The Battle of ShilohPhoto byLibrary of Congress

Civil War — 1863

  • Sherman played a minor role in the Union's capture of Vicksburg, Mississippi.
  • After the surrender of Vicksburg to the Union forces under General Grant on July 4, 1863, Sherman was promoted to the rank of brigadier general in the regular army, in addition to his rank as a major general of volunteers.
  • On October 27, 1863, he was assigned to the command of the Department of the Tennessee.
  • His Army of the Tennessee played a major role in the Battle of Missionary Ridge and the Union breakout from Chattanooga on November 25, 1863.
  • In December 1863, the Army of the Tennessee, under his command, played a major role in lifting the Siege of Knoxville.

Civil War — 1864

  • Sherman succeeded Ulysses S. Grant as commander of the Military Division of the Mississippi, which included all Union armies between the Appalachian Mountains and the Mississippi River, on March 18, 1864.
  • Sherman launched his successful Atlanta Campaign on May 7, 1864.
  • On August 12, 1864, he was promoted to the rank of major general in the regular army.
  • On September 2, 1864, Sherman's forces captured Atlanta, Georgia, after Confederate General John B. Hood's Army of Tennessee evacuated the city.
  • Sherman ordered all civilians to evacuate Atlanta, Georgia on September 7, 1864.
  • In November 1864, Sherman ordered his army to burn all military and government buildings in Atlanta.

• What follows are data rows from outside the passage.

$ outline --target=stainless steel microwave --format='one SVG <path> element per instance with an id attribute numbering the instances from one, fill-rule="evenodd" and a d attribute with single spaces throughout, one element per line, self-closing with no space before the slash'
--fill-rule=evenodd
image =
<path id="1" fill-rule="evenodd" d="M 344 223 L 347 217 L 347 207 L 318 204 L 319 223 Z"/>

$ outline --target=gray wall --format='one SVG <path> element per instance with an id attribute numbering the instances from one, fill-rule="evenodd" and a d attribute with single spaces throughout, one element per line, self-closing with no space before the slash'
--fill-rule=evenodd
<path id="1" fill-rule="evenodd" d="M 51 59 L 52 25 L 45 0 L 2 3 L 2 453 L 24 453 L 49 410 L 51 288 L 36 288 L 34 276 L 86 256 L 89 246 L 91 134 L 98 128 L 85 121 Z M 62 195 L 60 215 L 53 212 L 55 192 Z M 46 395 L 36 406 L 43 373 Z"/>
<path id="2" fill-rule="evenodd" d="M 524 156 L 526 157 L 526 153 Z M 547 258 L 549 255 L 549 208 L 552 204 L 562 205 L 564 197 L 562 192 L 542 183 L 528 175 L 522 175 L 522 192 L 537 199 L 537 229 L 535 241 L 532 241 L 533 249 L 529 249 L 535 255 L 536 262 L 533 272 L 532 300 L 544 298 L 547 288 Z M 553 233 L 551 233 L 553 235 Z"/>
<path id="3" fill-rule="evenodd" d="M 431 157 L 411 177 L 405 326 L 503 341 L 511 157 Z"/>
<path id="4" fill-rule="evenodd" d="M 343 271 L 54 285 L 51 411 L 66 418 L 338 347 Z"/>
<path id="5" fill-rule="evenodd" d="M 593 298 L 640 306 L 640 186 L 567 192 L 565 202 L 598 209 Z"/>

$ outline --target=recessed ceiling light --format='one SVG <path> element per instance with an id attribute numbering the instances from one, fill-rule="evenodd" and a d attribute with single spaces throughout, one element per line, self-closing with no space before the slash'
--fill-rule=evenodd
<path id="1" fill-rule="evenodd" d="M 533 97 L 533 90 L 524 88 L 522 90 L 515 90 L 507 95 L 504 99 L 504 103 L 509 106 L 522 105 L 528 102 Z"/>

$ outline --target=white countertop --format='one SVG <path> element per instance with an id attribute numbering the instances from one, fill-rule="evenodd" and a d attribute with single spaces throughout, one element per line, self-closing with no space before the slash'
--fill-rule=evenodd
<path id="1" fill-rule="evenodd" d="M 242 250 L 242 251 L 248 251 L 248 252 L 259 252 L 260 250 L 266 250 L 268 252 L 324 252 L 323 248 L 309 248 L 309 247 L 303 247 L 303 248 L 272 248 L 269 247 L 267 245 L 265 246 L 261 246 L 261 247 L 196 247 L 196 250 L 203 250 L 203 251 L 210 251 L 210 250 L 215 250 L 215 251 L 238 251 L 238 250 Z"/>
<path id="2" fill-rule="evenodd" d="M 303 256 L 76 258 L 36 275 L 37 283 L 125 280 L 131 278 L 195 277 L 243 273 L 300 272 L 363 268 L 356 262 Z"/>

The resulting fire also destroyed many private residences and shops in the city, which angered the South and created animosity toward him that still exists.
  • On November 15, 1864, started his Savannah Campaign, also known as his "March to the Sea."
  • He captured Savannah, Georgia on December 21, 1864. After he took control of the city, he telegraphed President Lincoln and said, "I beg to present you as a Christmas gift the City of Savannah, with one hundred and fifty guns and plenty of ammunition, also about twenty-five thousand bales of cotton."
President Abraham LincolnPhoto byWikipedia

Civil War — 1865

  • Sherman began his Carolina Campaign in late January 1865.
  • His forces captured Columbia, the state capital of South Carolina, on February 17, 1864, and fires that night destroyed most of the central city.
  • On April 18, 1865, Confederate General Joseph Johnston surrendered his army and all Confederate forces in the Carolinas, Georgia, and Florida to Sherman.
  • On April 26, Northern leaders forced Sherman to renegotiate Johnston's surrender, because Sherman was not authorized to arrange political terms.